The Washington Post

Netherlands Carillon

Rocks out with its bells out

Imagine church bells played as nimbly as handbells and with as much nuance as a piano. That’s the sound of a carillon, an instrument made of 50 bells connected to a clavier (keyboard) and foot pedals. The Dutch gave this 127-foot-tall tower to the U.S. as thanks for aid during and after World War II.

The circular garden in front of the tower, filled with flowers three seasons of the year, offers a postcard-perfect view of the Mall. Each day, a computer plays patriotic songs using 18 of the bells. Sadly, the answer to “Can one climb the tower?” is “no.”

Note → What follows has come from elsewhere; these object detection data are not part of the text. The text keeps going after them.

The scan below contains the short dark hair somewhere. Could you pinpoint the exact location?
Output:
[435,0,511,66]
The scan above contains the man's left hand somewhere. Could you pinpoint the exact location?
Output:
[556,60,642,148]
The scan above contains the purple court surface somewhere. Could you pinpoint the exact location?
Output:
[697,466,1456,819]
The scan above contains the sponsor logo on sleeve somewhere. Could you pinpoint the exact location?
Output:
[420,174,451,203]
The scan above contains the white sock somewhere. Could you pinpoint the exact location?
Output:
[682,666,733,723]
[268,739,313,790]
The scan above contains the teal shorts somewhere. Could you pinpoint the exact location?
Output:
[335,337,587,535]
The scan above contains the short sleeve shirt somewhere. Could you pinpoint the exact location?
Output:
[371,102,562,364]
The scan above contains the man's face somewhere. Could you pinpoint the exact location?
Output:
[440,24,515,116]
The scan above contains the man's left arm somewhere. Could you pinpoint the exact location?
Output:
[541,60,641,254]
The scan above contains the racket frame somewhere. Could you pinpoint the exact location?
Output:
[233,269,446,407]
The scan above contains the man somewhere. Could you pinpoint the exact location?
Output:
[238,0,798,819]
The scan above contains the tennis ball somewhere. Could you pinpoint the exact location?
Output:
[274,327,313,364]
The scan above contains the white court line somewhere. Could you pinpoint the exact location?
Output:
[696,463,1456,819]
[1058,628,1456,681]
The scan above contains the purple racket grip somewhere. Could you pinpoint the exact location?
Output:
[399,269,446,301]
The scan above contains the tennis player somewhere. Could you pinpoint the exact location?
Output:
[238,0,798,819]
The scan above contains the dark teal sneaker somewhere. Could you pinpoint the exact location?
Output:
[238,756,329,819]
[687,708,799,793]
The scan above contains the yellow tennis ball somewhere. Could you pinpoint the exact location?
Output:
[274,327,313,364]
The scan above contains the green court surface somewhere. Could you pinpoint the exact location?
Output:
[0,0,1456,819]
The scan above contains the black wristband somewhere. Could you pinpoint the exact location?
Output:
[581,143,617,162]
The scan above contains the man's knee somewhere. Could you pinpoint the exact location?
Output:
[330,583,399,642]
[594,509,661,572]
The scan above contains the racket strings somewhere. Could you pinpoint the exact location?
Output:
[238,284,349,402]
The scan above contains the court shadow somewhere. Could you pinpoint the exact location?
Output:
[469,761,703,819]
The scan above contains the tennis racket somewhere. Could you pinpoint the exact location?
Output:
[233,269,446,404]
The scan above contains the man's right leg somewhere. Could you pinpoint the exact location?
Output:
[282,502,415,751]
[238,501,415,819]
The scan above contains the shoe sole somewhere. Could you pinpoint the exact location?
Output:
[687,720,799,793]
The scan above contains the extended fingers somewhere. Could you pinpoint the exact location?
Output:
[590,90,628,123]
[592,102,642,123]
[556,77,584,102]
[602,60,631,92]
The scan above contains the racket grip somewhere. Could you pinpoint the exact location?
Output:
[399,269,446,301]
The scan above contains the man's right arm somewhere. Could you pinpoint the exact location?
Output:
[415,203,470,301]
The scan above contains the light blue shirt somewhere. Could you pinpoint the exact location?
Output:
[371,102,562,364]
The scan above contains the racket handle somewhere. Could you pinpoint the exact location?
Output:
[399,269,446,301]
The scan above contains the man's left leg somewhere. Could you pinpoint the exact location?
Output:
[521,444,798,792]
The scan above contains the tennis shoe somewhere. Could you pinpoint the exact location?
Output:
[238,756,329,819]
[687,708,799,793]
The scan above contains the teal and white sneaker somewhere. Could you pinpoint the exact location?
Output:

Netherlands Carillon, off U.S. 50 adjacent to Arlington National Cemetery; 6 a.m.-midnight, free; 703-289-2500.

Did You Know?

›› Each of the 50 bells bears a verse. The littlest, weighing 37.5 pounds, reads: “I am the smallest, the purest.”

›› Together, the bells span a little more than four octaves — not quite Mariah Carey’s range, but impressive nonetheless. ›› Playing Lady Gaga songs on carillons is a popular activity at American universities, judging by YouTube clips.

›› Before it was rehabbed in 1970, the carillon was in such poor condition that bells would fall out, causing carillonneurs to avoid lively tunes.